Team Members/Contributors

Hilda P. Koster University of Chicago Divinity School Contact Me

About this dissertation fellowship

The current environmental crisis raises important theological questions concerning God’s relationship to the world and Christian responsibility. If human beings are destroying life on earth, how are we to think about God’s providential involvement with the world, and what becomes of Christians’ belief in the future of creation? How do we affirm that salvation happens through the humanity of Jesus Christ, while at the same time professing the cosmic scope of salvation? And, how, exactly, does the concern for human well-being relate to stewardship with nature and the earth?
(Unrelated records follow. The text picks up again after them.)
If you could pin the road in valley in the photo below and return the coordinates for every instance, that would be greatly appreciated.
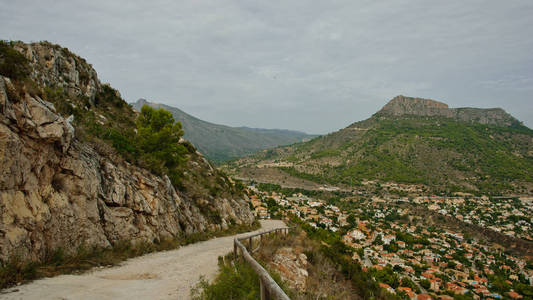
(161, 275)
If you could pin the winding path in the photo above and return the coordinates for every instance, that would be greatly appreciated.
(161, 275)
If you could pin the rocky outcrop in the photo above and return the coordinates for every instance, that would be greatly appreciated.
(59, 192)
(52, 65)
(292, 267)
(401, 105)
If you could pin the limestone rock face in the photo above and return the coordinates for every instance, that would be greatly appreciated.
(401, 105)
(292, 266)
(56, 66)
(57, 192)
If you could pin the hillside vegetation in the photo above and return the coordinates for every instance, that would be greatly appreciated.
(221, 143)
(491, 152)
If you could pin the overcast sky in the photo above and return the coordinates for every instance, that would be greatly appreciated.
(314, 66)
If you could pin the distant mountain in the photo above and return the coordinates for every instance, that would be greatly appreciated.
(417, 141)
(222, 143)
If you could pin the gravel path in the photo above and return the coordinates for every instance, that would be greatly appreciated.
(161, 275)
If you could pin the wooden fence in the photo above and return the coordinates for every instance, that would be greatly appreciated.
(270, 290)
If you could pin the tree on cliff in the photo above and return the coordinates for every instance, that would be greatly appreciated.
(158, 144)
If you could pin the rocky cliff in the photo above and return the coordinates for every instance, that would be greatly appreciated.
(59, 191)
(401, 105)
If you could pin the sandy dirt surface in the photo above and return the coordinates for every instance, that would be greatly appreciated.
(161, 275)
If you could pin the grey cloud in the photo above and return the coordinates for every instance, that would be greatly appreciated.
(315, 66)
This dissertation offers a constructive theological response to these questions to further the Churches’ involvement with the environment. Observing an anthropocentric and instrumental view of nature, and a separation between the doctrines of creation and salvation in modern Protestant theology, the dissertation explores a nature-affirming and socially just vision of creation and salvation. Especially drawing on the theologies of Protestant eco-theologians Sallie McFague, John Cobb Jr., and Jürgen Moltmann, the study develops an understanding of salvation within the larger context of creation, and as the fulfillment of creation rather than as dissociation from it. The dissertation further argues for a theological perspective which sees God’s eschatological promise not so much as a transcendent future event but as already incarnate in concrete practices of eco-justice - that is, human beings working with nature for just relationships and a sustainable future for the earth. Such a theology can enable Christians to view Christian mission in a new way, that is, as suffering with, healing, and liberating, all of creation, and help sustain viable church practices in the face of the environmental crisis.